Armou-se de coragem para suportar a dor que
certamente viria. Em sua mente, aproximou-se da borda do
núcleo que formava redemoinhos à espreita em seu interior. A
ardente sacudida arrancou um ofego de seus lábios e a trouxe de
novo à consciência da caverna. Voltou se para a menina que
sustentava sua mão, que febrilmente lhe rogava que fizesse, o que
fosse. Danni imaginou seus pensamentos como fumaça, filtrandose por lugares tranquilos, encontrando um caminho através das
barreiras que a mantinham separada da menina que uma vez
tinha sido.
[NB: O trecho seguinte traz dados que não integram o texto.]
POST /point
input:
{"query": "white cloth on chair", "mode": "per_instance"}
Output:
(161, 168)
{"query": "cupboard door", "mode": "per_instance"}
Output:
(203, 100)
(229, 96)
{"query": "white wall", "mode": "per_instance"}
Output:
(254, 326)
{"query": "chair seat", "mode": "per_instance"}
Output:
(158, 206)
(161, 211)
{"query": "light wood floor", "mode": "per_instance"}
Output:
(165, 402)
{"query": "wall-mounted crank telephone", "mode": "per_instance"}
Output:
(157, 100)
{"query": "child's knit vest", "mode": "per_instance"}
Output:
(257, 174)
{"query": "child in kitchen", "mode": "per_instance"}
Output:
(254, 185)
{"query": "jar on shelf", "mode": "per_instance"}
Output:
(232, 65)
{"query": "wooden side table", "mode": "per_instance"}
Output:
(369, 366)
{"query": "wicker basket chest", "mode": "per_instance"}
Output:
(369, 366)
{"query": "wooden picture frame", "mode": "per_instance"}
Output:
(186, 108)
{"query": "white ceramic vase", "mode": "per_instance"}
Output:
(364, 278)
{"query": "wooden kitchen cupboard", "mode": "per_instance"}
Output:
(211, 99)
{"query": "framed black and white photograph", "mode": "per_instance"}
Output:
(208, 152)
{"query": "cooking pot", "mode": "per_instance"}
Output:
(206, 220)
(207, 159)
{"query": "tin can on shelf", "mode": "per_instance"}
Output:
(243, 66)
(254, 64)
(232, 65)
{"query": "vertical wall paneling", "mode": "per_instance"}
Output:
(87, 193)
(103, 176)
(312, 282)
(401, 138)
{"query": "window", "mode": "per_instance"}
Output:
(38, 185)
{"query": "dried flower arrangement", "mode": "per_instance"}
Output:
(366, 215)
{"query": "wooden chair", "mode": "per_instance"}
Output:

Dáirinn respirou fundo e Danni se focou nisso,
seguindo o fôlego dos pulmões de Dáirinn, através de seu sangue,
de seu coração, de sua mente. A menina voltou a respirar e de
repente eram uma.
As lembranças de Danni corriam como se fossem um
filme que se reproduzia de um modo rápido para que Dáirinn os
visse. Sentia que ela tentava de fazê-los mais lentos para assim
poder absorvê-los. Juntas viram Fia abraçando sua irmã diante
de um bangalô em uma ensolarada rua na praia, lhe prometendo
que voltaria logo. Deixaram para trás Rory aos cuidados de Edel
quando subiram no carro. Então Danni e Fia tinham
conduzido através do deserto, com a mãe de Danni
interrogando-a sobre seus novos nomes, de onde
eram.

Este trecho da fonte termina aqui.